Elle collectionne rapidement des synthés analogiques et des boîtes à rythmes, faisant des expériences en studio nuit et jour. Aujourd’hui, avec plusieurs sorties couronnées de succès à son compteur et des centaines de concerts à travers le monde, elle revient à ses racines techno et électro avec TERR, patron du label Clash Lion, une autre expérience sonore pour l’esprit. Elle travaille également sur un set complet, où elle souhaite transposer son énergie lorsqu’elle compose en studio sur la scène.

Vonda7

DJ femmes

Parmi les DJ femmes, elle fait partie de la nouvelle vague techno qui envoûte les amateurs de pureté et d’acidité. Incontestablement.

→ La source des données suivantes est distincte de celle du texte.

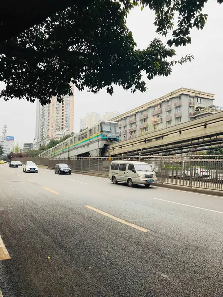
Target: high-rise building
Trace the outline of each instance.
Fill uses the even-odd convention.
[[[86,127],[86,118],[81,118],[80,119],[80,129],[82,130]]]
[[[110,112],[106,112],[102,116],[102,118],[105,121],[110,121],[112,119],[120,115],[119,112],[117,111],[110,111]]]
[[[7,125],[4,125],[2,129],[2,136],[0,138],[0,145],[3,147],[4,155],[7,155],[14,149],[14,136],[7,135]]]
[[[147,134],[196,118],[198,108],[213,105],[214,95],[181,88],[113,119],[121,140]]]
[[[32,149],[33,148],[33,143],[24,143],[23,144],[23,151],[28,151]]]
[[[85,127],[89,127],[94,126],[101,120],[101,115],[96,112],[90,112],[86,114]]]
[[[56,97],[53,97],[51,103],[45,106],[37,102],[34,149],[46,145],[58,135],[63,136],[73,132],[74,103],[73,95],[64,96],[61,103],[57,102]]]

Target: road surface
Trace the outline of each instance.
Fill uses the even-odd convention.
[[[4,297],[223,296],[220,197],[5,164],[0,234]]]

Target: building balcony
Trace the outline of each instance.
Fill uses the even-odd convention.
[[[171,121],[172,120],[172,116],[171,115],[167,115],[166,116],[166,121]]]
[[[162,112],[162,108],[157,108],[157,109],[155,109],[155,110],[153,110],[153,111],[152,112],[152,115],[154,115],[155,114],[158,114],[158,113],[161,113]]]
[[[158,119],[154,119],[154,120],[153,121],[153,125],[155,125],[155,124],[159,124],[159,123],[163,123],[162,118],[159,118]]]
[[[142,136],[142,135],[145,135],[145,134],[147,134],[148,133],[148,131],[143,131],[143,132],[141,132],[139,134],[139,136]]]
[[[179,116],[182,116],[182,111],[179,111],[179,112],[175,113],[175,117],[179,117]]]
[[[168,110],[171,110],[172,109],[172,105],[168,105],[168,106],[166,106],[166,110],[167,111]]]
[[[177,102],[175,102],[174,106],[177,107],[177,106],[181,106],[182,105],[181,101],[177,101]]]
[[[143,114],[139,115],[139,119],[142,120],[143,119],[146,119],[148,118],[148,113],[147,112],[143,112]]]
[[[128,121],[129,124],[132,124],[132,123],[135,123],[136,122],[136,118],[134,118],[133,119],[129,119]]]
[[[131,127],[129,128],[129,129],[128,129],[128,131],[129,132],[130,132],[131,131],[135,131],[136,130],[137,130],[136,126],[135,126],[134,127]]]
[[[142,123],[142,124],[139,124],[139,128],[140,129],[142,128],[145,128],[145,127],[148,127],[147,122],[146,122],[145,123]]]

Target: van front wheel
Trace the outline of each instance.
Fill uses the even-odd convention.
[[[113,176],[112,177],[112,183],[113,184],[114,184],[115,185],[117,185],[117,180],[115,176]]]
[[[130,187],[131,188],[133,186],[133,182],[132,181],[132,180],[130,178],[128,179],[127,183],[128,184],[128,186],[129,187]]]

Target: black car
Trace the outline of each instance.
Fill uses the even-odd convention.
[[[54,169],[54,173],[55,174],[56,173],[59,174],[62,174],[62,173],[71,174],[71,169],[67,164],[57,164]]]
[[[18,163],[16,162],[16,161],[12,161],[9,164],[9,167],[18,168]]]

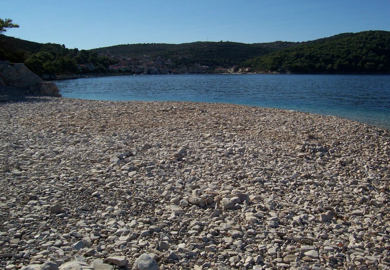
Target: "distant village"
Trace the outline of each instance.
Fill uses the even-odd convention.
[[[239,68],[234,66],[230,68],[218,67],[215,68],[207,66],[202,66],[196,63],[191,66],[183,65],[177,66],[174,61],[165,59],[158,56],[151,57],[150,55],[145,55],[142,59],[137,59],[126,57],[120,57],[101,54],[99,56],[107,56],[113,62],[118,64],[110,65],[108,71],[110,73],[132,73],[138,74],[170,74],[204,73],[245,73],[250,71],[250,68]],[[179,57],[179,59],[181,59]],[[85,65],[78,65],[79,70],[92,71],[95,67],[92,63]]]

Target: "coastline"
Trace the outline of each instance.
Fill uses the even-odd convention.
[[[26,98],[0,103],[3,265],[390,265],[388,131],[234,104]]]

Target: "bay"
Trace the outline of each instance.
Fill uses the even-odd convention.
[[[229,103],[330,115],[390,130],[390,76],[186,74],[56,82],[64,97]]]

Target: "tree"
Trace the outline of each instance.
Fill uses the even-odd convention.
[[[0,34],[2,34],[7,31],[6,28],[14,28],[19,27],[19,25],[12,23],[12,20],[11,19],[6,19],[5,20],[0,18]]]

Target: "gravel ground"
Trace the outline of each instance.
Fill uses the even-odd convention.
[[[0,268],[390,269],[388,131],[55,98],[0,119]]]

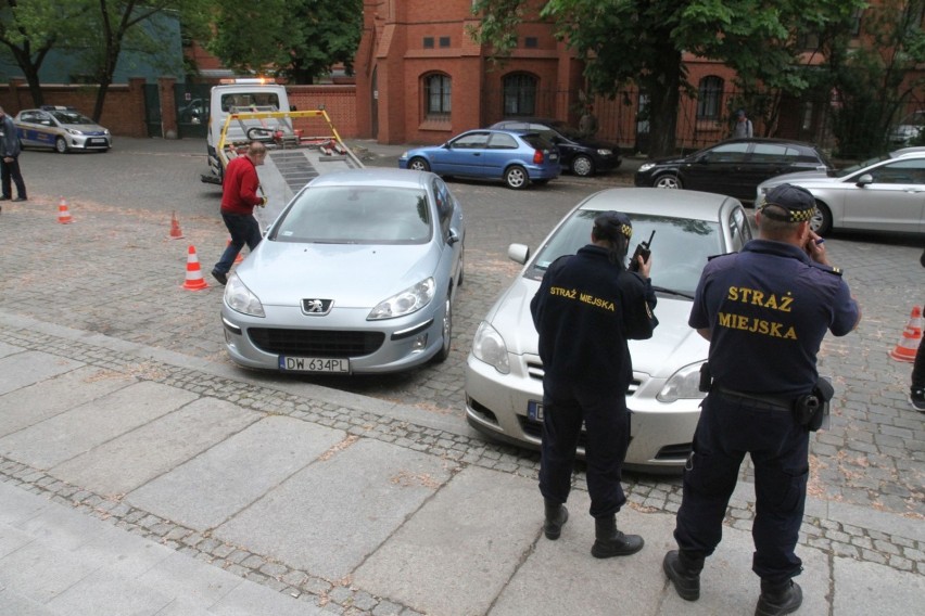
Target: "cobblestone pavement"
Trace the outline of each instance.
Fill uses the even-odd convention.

DJ éclectique, productrice excentrique, on pourrait la caricaturer en pilote de vaisseau spatial égaré partie à la recherche du temps perdu. En fait, il s’agit d’une solide techno que l’on peut imaginer dénichée aux quatre coins de la planète, tantôt quasi-médiévale, tantôt profondément moderne. L’antonyme de l’anachronisme. Berlinoise férue d’explorations insoupçonnées, elle commence à émerger sur les cimes de la scène mondiale grâce à son univers rude, presque méchant. Ça tabasse, ça fait mal, mais on en redemande encore.

TGAF

Dj femmes

TGAF est un collectif français composé de cinq DJ femmes. L’acronyme inhabituel signifie These Girls Are on Fiyah. Carin Kelly, Malibu, DJ Ouai, Miley Serious et Oklou sont devenues une équipe fin 2016 et ont une émission mensuelle de radio sur la station PIIAF, sur laquelle elles n’hésitent pas à proposer un mélange de house, de pop, d’expérimental et de hits parade. Chacune de leurs émissions est orienté autour d’un thème différent, les trois premiers étant Air, Fantasy, et 3 heures du matin. Jouant parfois séparément, souvent ensemble, elles affectionnent particulièrement les soirées parisiennes. Quand le coeur leur en dit, elles se risquent à se produire dans les clubs de Berlin, toujours heureux de les accueillir sur leurs line-up pour promouvoir la French touch au pays des technophiles.